TSV 1860 München – Rot-Weiss Essen (1:1)

Was ein traumhafter Abschluss eines ereignisreichen Fußballjahrs. RWE zeigte richtig Mentalität und Felix Bastians erzwang nach einem Freistoß von Niklas Tarnat das 1:1 gegen 1860 München in der Nachspielzeit. Viel Spaß mit unserer Spielanalyse.

Keiner wird es wagen, unsern RWE zu schlagen! Auch die Löwen nicht! Essen spielt 1:1 an der Grünwalder Straße bei 60 München!

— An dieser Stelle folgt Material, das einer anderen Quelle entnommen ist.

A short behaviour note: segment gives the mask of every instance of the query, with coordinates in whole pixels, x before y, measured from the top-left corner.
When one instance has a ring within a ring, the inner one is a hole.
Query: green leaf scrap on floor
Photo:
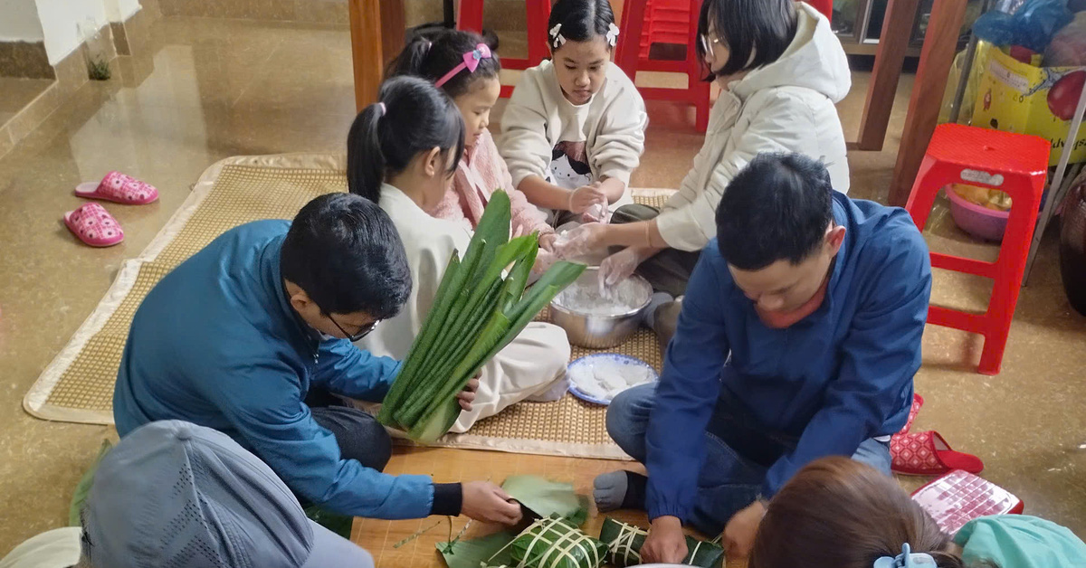
[[[102,440],[102,445],[98,449],[98,455],[94,456],[94,460],[90,464],[90,469],[84,472],[83,477],[79,478],[79,482],[75,485],[75,493],[72,494],[72,505],[68,506],[68,527],[79,527],[80,513],[83,513],[83,505],[87,502],[87,496],[90,495],[90,487],[94,484],[94,474],[98,471],[99,464],[102,463],[102,458],[105,454],[110,453],[113,447],[113,443],[109,440]]]
[[[540,476],[509,476],[502,490],[536,518],[557,515],[577,527],[589,518],[589,500],[573,492],[573,485]]]
[[[584,265],[555,263],[525,291],[539,239],[509,239],[509,195],[495,191],[462,260],[453,254],[402,370],[377,418],[433,442],[460,414],[456,394]]]
[[[319,505],[306,507],[305,516],[313,522],[320,525],[344,539],[351,540],[351,526],[354,523],[354,517],[325,510],[320,508]]]
[[[509,543],[516,538],[515,532],[502,531],[479,539],[459,540],[452,545],[439,542],[437,547],[449,568],[489,568],[513,563]]]

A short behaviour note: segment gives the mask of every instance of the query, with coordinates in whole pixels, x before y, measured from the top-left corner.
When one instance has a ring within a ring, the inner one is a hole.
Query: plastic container
[[[946,194],[950,200],[950,216],[958,228],[984,240],[1003,240],[1003,230],[1007,229],[1011,212],[996,211],[967,201],[949,187],[946,188]]]

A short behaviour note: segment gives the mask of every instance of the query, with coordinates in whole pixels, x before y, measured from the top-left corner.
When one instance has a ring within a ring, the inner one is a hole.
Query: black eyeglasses
[[[325,317],[327,317],[329,320],[331,320],[332,324],[336,324],[336,327],[338,327],[339,330],[342,331],[343,335],[346,336],[346,339],[351,340],[352,343],[354,343],[355,341],[358,341],[359,339],[368,336],[370,332],[374,331],[374,329],[377,329],[377,324],[381,323],[380,319],[375,319],[372,324],[363,327],[356,333],[352,335],[352,333],[349,333],[348,330],[343,329],[343,326],[339,325],[339,321],[337,321],[336,318],[332,317],[331,314],[325,314]]]

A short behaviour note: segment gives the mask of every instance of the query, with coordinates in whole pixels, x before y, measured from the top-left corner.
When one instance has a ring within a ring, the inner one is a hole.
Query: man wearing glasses
[[[519,507],[491,483],[382,474],[389,434],[333,396],[384,399],[400,364],[351,342],[395,316],[411,290],[400,236],[365,198],[321,195],[292,223],[231,229],[137,311],[113,394],[117,431],[168,419],[214,428],[303,502],[344,515],[515,522]]]

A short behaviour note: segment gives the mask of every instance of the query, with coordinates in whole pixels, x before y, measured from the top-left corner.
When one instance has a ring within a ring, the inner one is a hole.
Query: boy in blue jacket
[[[608,432],[648,478],[599,476],[601,510],[647,508],[645,561],[681,561],[683,523],[722,530],[745,556],[767,500],[810,462],[851,456],[888,475],[930,293],[908,213],[833,191],[809,157],[757,156],[720,201],[659,383],[608,408]]]
[[[321,195],[293,223],[225,232],[166,275],[132,319],[113,394],[117,431],[185,420],[233,438],[303,501],[344,515],[516,522],[492,483],[381,472],[391,440],[332,394],[380,402],[397,362],[351,342],[412,289],[403,243],[376,204]],[[470,408],[473,392],[460,394]]]

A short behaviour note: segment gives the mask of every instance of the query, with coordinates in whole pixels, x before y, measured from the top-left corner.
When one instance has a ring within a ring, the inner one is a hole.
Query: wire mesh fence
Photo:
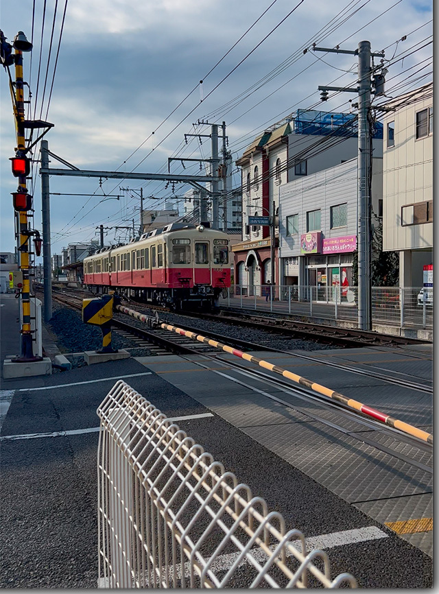
[[[432,288],[373,287],[371,297],[372,322],[432,329]],[[234,285],[224,289],[219,304],[305,319],[358,320],[357,287]]]
[[[125,382],[97,413],[101,586],[356,587]]]

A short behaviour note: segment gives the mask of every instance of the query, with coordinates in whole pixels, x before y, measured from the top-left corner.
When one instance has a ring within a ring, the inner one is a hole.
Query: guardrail
[[[233,285],[224,289],[220,305],[261,311],[278,311],[308,318],[357,322],[357,287]],[[433,287],[372,287],[372,319],[375,324],[401,328],[433,328]]]
[[[97,414],[102,586],[356,587],[125,382]]]

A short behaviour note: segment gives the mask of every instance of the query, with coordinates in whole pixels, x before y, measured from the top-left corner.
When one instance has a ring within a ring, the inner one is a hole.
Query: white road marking
[[[0,390],[0,429],[8,414],[14,393],[14,390]]]
[[[70,431],[55,431],[53,433],[29,433],[23,435],[5,435],[0,437],[0,441],[9,440],[13,441],[17,439],[38,439],[44,437],[66,437],[68,435],[80,435],[84,433],[97,433],[99,427],[91,427],[88,429],[75,429]]]
[[[170,416],[168,420],[190,420],[191,418],[204,418],[207,416],[213,416],[211,412],[204,412],[202,414],[189,414],[187,416]]]
[[[101,379],[89,379],[88,381],[75,381],[73,383],[60,383],[59,385],[45,385],[43,388],[20,388],[16,392],[36,392],[39,390],[55,390],[58,388],[69,388],[71,385],[81,385],[84,383],[95,383],[97,381],[109,381],[110,379],[125,379],[126,377],[138,377],[140,375],[152,375],[151,371],[145,373],[132,373],[130,375],[116,375],[114,377],[103,377]]]
[[[4,390],[3,390],[4,391]],[[8,392],[14,392],[14,390],[8,390]],[[0,399],[1,396],[0,396]],[[190,414],[187,416],[173,416],[169,417],[168,420],[189,420],[191,418],[203,418],[204,417],[213,416],[211,412],[206,412],[202,414]],[[99,430],[98,427],[91,427],[87,429],[75,429],[69,431],[55,431],[52,433],[22,433],[21,435],[5,435],[0,437],[0,441],[15,440],[18,439],[39,439],[40,438],[45,437],[66,437],[68,435],[81,435],[84,433],[96,433]]]

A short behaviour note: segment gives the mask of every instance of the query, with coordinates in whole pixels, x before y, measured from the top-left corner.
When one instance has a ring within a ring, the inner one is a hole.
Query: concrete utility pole
[[[313,47],[315,51],[350,54],[358,56],[358,86],[354,88],[321,86],[322,101],[328,99],[329,91],[347,91],[358,94],[358,326],[360,330],[372,327],[372,288],[370,283],[371,261],[371,197],[369,175],[371,163],[370,115],[371,57],[383,58],[383,51],[370,51],[370,41],[360,41],[355,50],[333,49]],[[383,84],[383,83],[381,83]]]
[[[226,122],[222,123],[222,230],[227,233],[227,147],[226,136]]]
[[[211,134],[212,147],[212,165],[211,175],[214,178],[212,182],[212,227],[214,229],[219,228],[219,208],[218,208],[218,126],[216,123],[212,124]]]
[[[49,143],[41,141],[41,167],[49,168]],[[43,226],[43,269],[44,321],[49,322],[52,317],[52,275],[50,246],[50,191],[49,174],[41,174],[41,222]]]

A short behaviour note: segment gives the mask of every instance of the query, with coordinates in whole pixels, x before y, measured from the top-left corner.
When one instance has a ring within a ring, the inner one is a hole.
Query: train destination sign
[[[249,225],[270,225],[270,217],[249,217]]]

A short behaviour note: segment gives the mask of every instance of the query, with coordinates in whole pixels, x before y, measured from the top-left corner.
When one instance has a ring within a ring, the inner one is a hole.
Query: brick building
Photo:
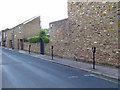
[[[50,23],[50,44],[54,54],[92,62],[92,47],[97,47],[96,62],[118,66],[118,2],[68,1],[68,19]]]

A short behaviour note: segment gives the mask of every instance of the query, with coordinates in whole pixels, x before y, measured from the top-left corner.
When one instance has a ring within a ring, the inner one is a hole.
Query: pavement
[[[73,68],[72,60],[65,60],[67,65],[63,64],[64,59],[50,60],[49,56],[2,49],[2,88],[119,87],[116,79]]]
[[[7,48],[6,48],[7,49]],[[9,49],[12,50],[12,49]],[[65,66],[77,68],[80,70],[88,71],[91,73],[107,76],[113,79],[118,80],[118,68],[110,67],[110,66],[104,66],[104,65],[96,65],[96,69],[92,69],[92,64],[91,63],[86,63],[86,62],[80,62],[80,61],[74,61],[72,59],[65,59],[65,58],[59,58],[59,57],[54,57],[54,60],[52,60],[51,56],[48,55],[41,55],[37,53],[30,53],[28,51],[23,51],[23,50],[18,50],[19,53],[30,55],[36,58],[44,59],[53,63],[58,63],[62,64]]]

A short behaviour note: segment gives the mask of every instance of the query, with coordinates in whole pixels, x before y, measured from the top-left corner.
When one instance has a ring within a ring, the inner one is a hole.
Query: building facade
[[[40,16],[33,17],[11,29],[2,31],[3,46],[13,49],[24,49],[24,40],[38,36],[40,30]]]
[[[2,45],[2,31],[0,31],[0,46]]]
[[[54,54],[92,62],[96,47],[97,63],[118,67],[118,15],[118,2],[68,1],[68,21],[50,23]]]

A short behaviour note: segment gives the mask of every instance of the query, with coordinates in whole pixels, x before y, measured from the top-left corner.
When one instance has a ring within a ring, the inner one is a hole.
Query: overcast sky
[[[38,15],[42,28],[48,28],[49,22],[68,17],[67,0],[0,0],[0,30]]]

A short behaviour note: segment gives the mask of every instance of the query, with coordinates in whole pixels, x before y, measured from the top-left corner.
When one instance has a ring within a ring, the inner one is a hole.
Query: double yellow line
[[[89,75],[89,76],[93,76],[93,77],[96,77],[96,78],[100,78],[100,79],[103,79],[103,80],[106,80],[106,81],[109,81],[109,82],[113,82],[113,83],[116,83],[116,84],[120,84],[120,82],[116,82],[116,81],[113,81],[113,80],[110,80],[110,79],[107,79],[107,78],[103,78],[103,77],[100,77],[100,76],[96,76],[96,75]]]

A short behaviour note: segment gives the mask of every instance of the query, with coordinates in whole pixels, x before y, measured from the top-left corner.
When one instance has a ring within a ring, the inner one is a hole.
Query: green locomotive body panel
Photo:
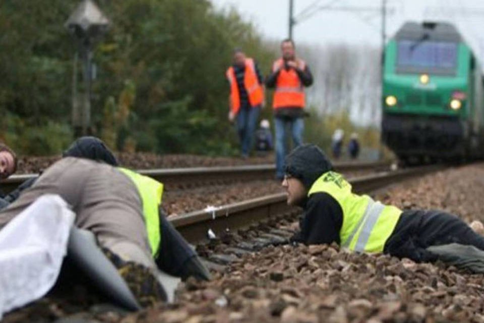
[[[382,138],[401,157],[482,156],[484,81],[446,23],[406,23],[385,47]]]

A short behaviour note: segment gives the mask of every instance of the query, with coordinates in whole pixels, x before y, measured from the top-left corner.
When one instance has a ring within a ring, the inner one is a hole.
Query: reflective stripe
[[[247,93],[249,94],[251,94],[254,91],[257,90],[260,87],[260,85],[258,83],[254,84],[250,88],[247,89]]]
[[[366,214],[369,213],[370,208],[371,207],[372,205],[373,205],[373,203],[375,203],[373,200],[371,198],[369,198],[369,200],[368,204],[367,205],[367,208],[365,210],[365,214],[361,217],[361,218],[359,219],[359,221],[358,221],[358,224],[357,224],[356,227],[354,227],[354,229],[353,229],[353,231],[351,232],[351,234],[349,235],[349,236],[348,237],[348,239],[346,239],[346,241],[344,242],[344,244],[343,244],[343,247],[349,247],[349,245],[351,244],[351,241],[353,241],[353,238],[354,237],[354,235],[356,234],[356,232],[358,232],[358,229],[359,229],[359,227],[361,226],[361,224],[363,223],[365,219],[366,219]]]
[[[372,233],[373,227],[385,208],[385,205],[380,202],[375,202],[371,198],[369,198],[368,199],[368,205],[367,205],[365,213],[359,219],[358,224],[353,229],[347,240],[343,244],[343,247],[344,248],[349,247],[355,235],[361,228],[359,234],[358,235],[358,240],[354,247],[354,251],[361,252],[365,251],[365,246],[367,245],[368,239],[370,239],[370,235]]]
[[[281,86],[275,89],[275,92],[284,92],[285,93],[304,93],[304,88],[300,87],[290,87],[289,86]]]
[[[370,199],[370,203],[372,205],[369,208],[367,208],[367,210],[365,212],[364,216],[365,219],[365,223],[363,228],[358,235],[358,241],[354,247],[354,250],[356,251],[361,252],[365,251],[365,246],[367,245],[367,242],[370,239],[372,230],[373,230],[373,227],[385,208],[385,205],[383,204],[380,202],[375,202],[372,199]]]

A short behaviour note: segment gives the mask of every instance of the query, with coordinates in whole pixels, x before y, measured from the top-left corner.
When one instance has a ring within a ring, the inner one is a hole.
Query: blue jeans
[[[243,156],[249,156],[254,141],[256,125],[259,119],[261,107],[243,105],[237,114],[237,133],[240,142]]]
[[[275,117],[276,128],[276,177],[284,177],[284,158],[287,153],[287,128],[290,128],[294,147],[302,143],[304,120],[302,118],[289,118]]]

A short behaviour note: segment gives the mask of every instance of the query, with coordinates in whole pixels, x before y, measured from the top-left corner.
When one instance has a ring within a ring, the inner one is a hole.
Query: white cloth
[[[59,196],[45,195],[0,231],[0,319],[54,285],[75,218]]]

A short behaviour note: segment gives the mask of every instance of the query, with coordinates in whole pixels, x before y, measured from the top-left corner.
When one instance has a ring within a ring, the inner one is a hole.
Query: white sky
[[[289,0],[211,0],[217,8],[233,6],[252,21],[266,36],[282,39],[288,35]],[[305,9],[331,5],[333,8],[379,9],[381,0],[294,0],[294,16]],[[407,20],[446,20],[456,23],[475,49],[484,55],[484,0],[387,0],[387,36]],[[453,10],[461,8],[459,10]],[[470,10],[469,9],[470,9]],[[478,9],[478,10],[476,10]],[[381,43],[380,11],[354,12],[321,10],[296,24],[297,42],[324,45],[328,42]],[[433,18],[433,19],[431,19]]]

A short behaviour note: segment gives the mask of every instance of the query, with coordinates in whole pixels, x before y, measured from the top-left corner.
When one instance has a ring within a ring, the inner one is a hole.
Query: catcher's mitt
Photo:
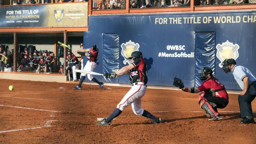
[[[182,80],[176,77],[174,78],[173,85],[175,87],[179,87],[180,89],[182,89],[184,87],[184,84]]]

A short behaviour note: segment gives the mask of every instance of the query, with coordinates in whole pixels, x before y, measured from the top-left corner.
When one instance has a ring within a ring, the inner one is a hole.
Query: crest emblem
[[[60,10],[59,9],[58,9],[57,10],[54,10],[54,17],[58,23],[62,21],[64,16],[64,9]]]
[[[220,63],[219,64],[219,66],[220,68],[222,67],[221,63],[225,59],[234,59],[236,60],[239,57],[239,45],[237,44],[234,45],[228,40],[223,42],[221,45],[218,44],[216,46],[216,48],[217,50],[217,57],[220,61]]]
[[[130,54],[132,52],[139,51],[140,45],[137,43],[135,44],[134,42],[130,40],[129,41],[126,42],[125,44],[123,43],[121,45],[121,47],[122,48],[121,54],[124,58],[124,60],[123,61],[123,64],[125,64],[127,63],[130,64],[131,60],[128,59],[128,58],[130,57]]]

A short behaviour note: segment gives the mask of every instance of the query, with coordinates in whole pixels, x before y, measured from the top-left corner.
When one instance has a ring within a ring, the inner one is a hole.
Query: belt
[[[132,86],[134,86],[135,85],[145,85],[145,83],[143,82],[137,82],[137,83],[133,83],[132,84]]]
[[[88,60],[88,62],[91,62],[92,63],[96,63],[96,62],[91,61],[89,61],[89,60]]]

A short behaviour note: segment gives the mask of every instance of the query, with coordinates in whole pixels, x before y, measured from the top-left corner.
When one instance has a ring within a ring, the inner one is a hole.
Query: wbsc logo
[[[57,10],[54,10],[54,17],[57,22],[59,23],[61,21],[63,17],[64,17],[64,9],[60,10],[58,9]]]
[[[134,51],[138,51],[139,47],[140,45],[138,43],[135,43],[130,40],[126,42],[125,44],[123,43],[121,45],[121,48],[122,48],[121,54],[124,58],[124,60],[123,61],[123,64],[126,64],[126,63],[129,64],[130,64],[131,61],[128,59],[128,58],[130,57],[130,54],[132,52]]]
[[[234,59],[236,60],[239,57],[238,49],[239,45],[230,42],[227,40],[225,42],[223,42],[221,45],[218,44],[216,46],[217,49],[216,56],[220,61],[219,64],[219,66],[222,67],[221,63],[225,59]]]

Um ein Haar wären Rot-Weiss Essen und sein Anhang mit dem Gefühl vom Auswärtsspiel mit der längsten An- und Abreise der Saison nach Hause gefahren, das letzte Pflichtspiel im Kalenderjahr 2022 unnötig verloren zu haben. Doch dann bewies Essens derzeitiger Mentalitätsspieler Felix Bastians noch rechtzeitig, dass RWE schwer zu schlagen ist. Mit Beginn der Nachspielzeit profitierte Bastians von einem tollen Tarnat-Freistoß und nickte das Leder in den Löwenkasten. Die Gastgeber, die eine Viertelstunde vor Schluss durch einen vermeidbaren Elfmeter in Führung gegangen waren, schauten dumm aus der Wäsche, RWE feierte und versetzte seine proppenvolle Gästekurve in Ekstase.

Das Personal

Christoph Dabrowski schickte mit einer Ausnahme dieselbe Startformation ins Rennen wie beim Match unter der letzten Woche gegen den SV Meppen. Oguzhan Kefkir begann anstelle von Lawrence Ennali auf dem linken offensiven Flügel. Somit agierte vor Jakob Golz eine Viererkette, von links nach rechts spielten Felix Bastians, Enrique Rios Alonso, Daniel Heber und Meiko Sponsel. Björn Rother und Niklas Tarnat agierten zentral eher defensiv, Felix Götze davor, auf den Außen startete neben Oguzhan Kefkir Isi Young, ganz vorne stürmte Ron Berlinski.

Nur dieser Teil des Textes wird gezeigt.